Dentre as sete dores que vamos detacar na reportagem (citadas acima), quais são mais presentes na psicossomática? O que isso significa?

Sabemos, atualmente, que as pessoas mais propensas a desenvolver doenças em reação ao estresse provavelmente são aquelas cujos sistemas imunológicos estão fragilizados em decorrência da impossibilidade de lidarem com suas adversidades. No entanto, apesar de cada vez mais atestarmos que as maiorias dos adoecimentos do corpo e da alma é gerada por conflitos psíquicos, não podemos rotular todo adoecimento como sendo de origem emocional. Com relação às dores de cabeça, garganta, peito, costas, abdominal, nas pernas e dores subjetivas (dores no corpo causadas, por exemplo, por depressão), sabemos que na maioria dos casos, essas dores decorrem diante de conflitos psíquicos, sentimentos de impotência diante das adversidades, conflitos nas relações interpessoais e, acompanhadas de sentimentos  inicialmente há que ser feito o diagnóstico diferencial para afastar-se os possíveis fatores externos / não psíquicos que poderiam causar tais tipos de dores.   

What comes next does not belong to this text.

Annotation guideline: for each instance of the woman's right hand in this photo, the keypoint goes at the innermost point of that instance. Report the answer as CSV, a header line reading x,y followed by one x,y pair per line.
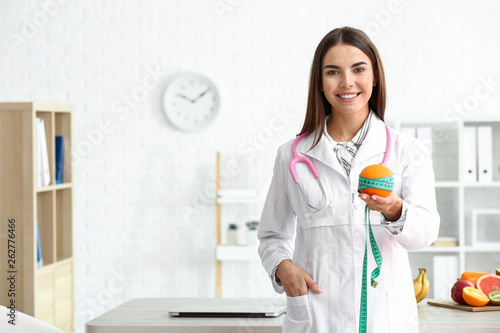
x,y
295,279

Por que a dor se manifesta tanto e de maneiras tão diversas?

Na realidade, todos nós tendemos a responder através de sintoma somático quando, em função de um traumatismo interno ou externo, o limiar de dor psíquica é ultrapassado, ou seja, todos temos, na expressão de Joyce McDougall, uma “potencialidade psicossomática.”Bion e Winnicott contribuem sobremaneira para a reflexão sobre o fenômeno do adoecimento psicossomático na linha teórica psicanalítica.Essa potencialidade psicossomática é apenas a confirmação de que todo o conflito psíquico estabelece um contínuo em relação à esfera fisiológica, conceito já enunciado por Freud, em 1900, quando afirmou que a mente é uma “efervescência” do corpo, e que toda atividade psíquica deriva, em última instância, de estimulação somática.Problemas graves surgem quando os afetos são radicalmente expelidos da mente e lançados no corpo, e a expressão psicossomática substitui a capacidade de sentir.Nesses casos, o sintoma físico ocupa o lugar da dor psíquica. Teremos, dessa forma, um indivíduo psiquicamente anestesiado ou desinformado sobre o universo de seus afetos e doente física e/ou emocionalmente. 

Existe como tratar a dor sem tratar o psicológico? Ou, nesse caso, o tratamento se torna paliativo?

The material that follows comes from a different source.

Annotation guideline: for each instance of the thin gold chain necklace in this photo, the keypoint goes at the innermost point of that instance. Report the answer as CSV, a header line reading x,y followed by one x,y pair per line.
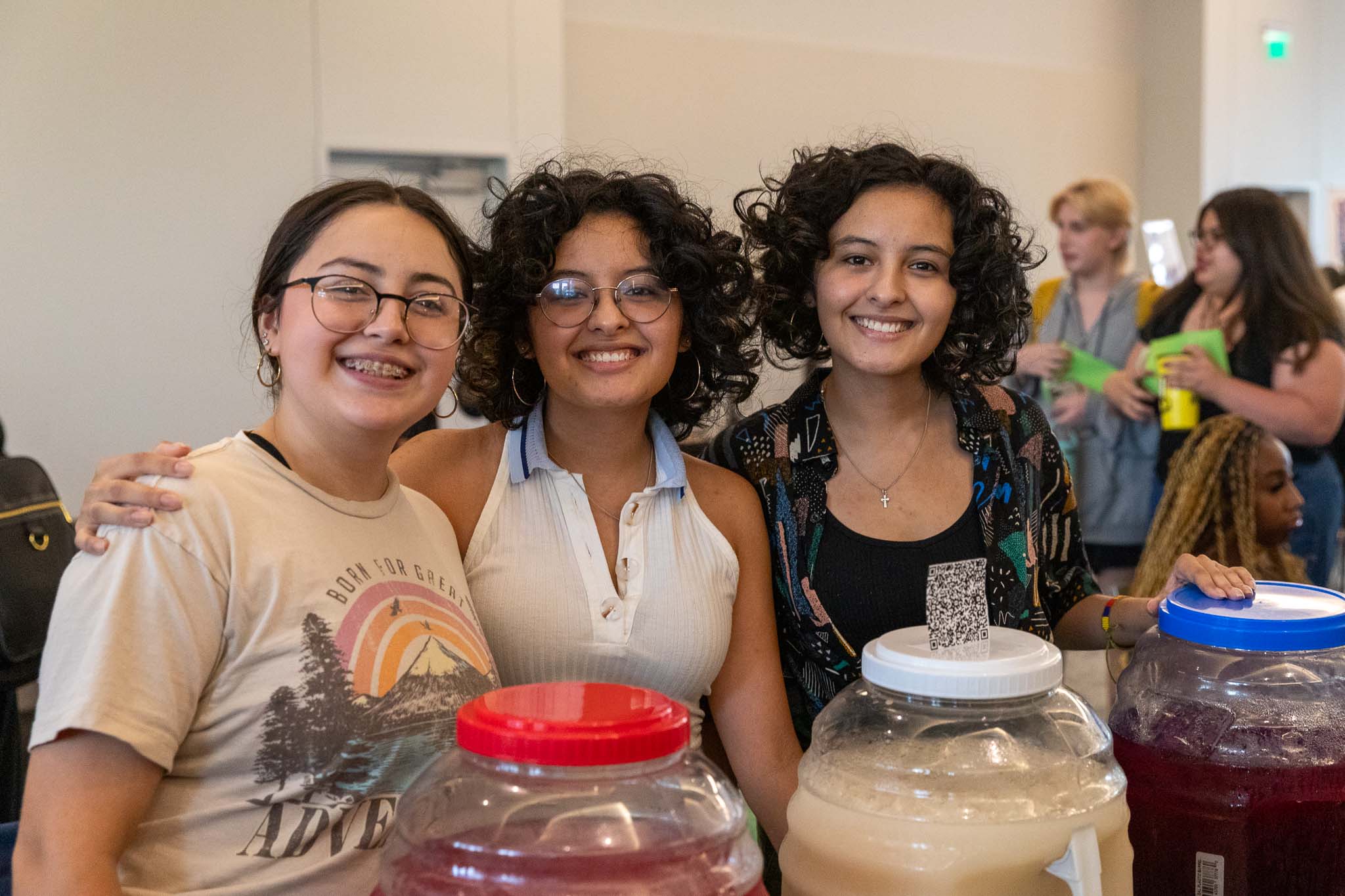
x,y
649,471
883,489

As emoções falam através do corpo e dos sintomas. Não adianta tratar apenas com remédios uma série de sintomas inespecíficos enquanto o verdadeiro problema se encontrar no inconsciente da pessoa. O estudo psicossomático é uma possibilidade de se conhecer o paciente de forma integral, onde o sintoma é conseqüência de vários fatores, inclusive ou talvez principalmente, emocional. O adoecimento do ser humano é uma das formas de expressão quando ele se encontra no limiar do sofrimento. Cabe ao profissional da área da Saúde, buscar compreender essa forma de linguagem. Foi a única maneira que o paciente encontrou para dizer que  ele não está absolutamente, conseguindo lidar, com um  certo equilíbrio, com as situações difíceis da sua vida.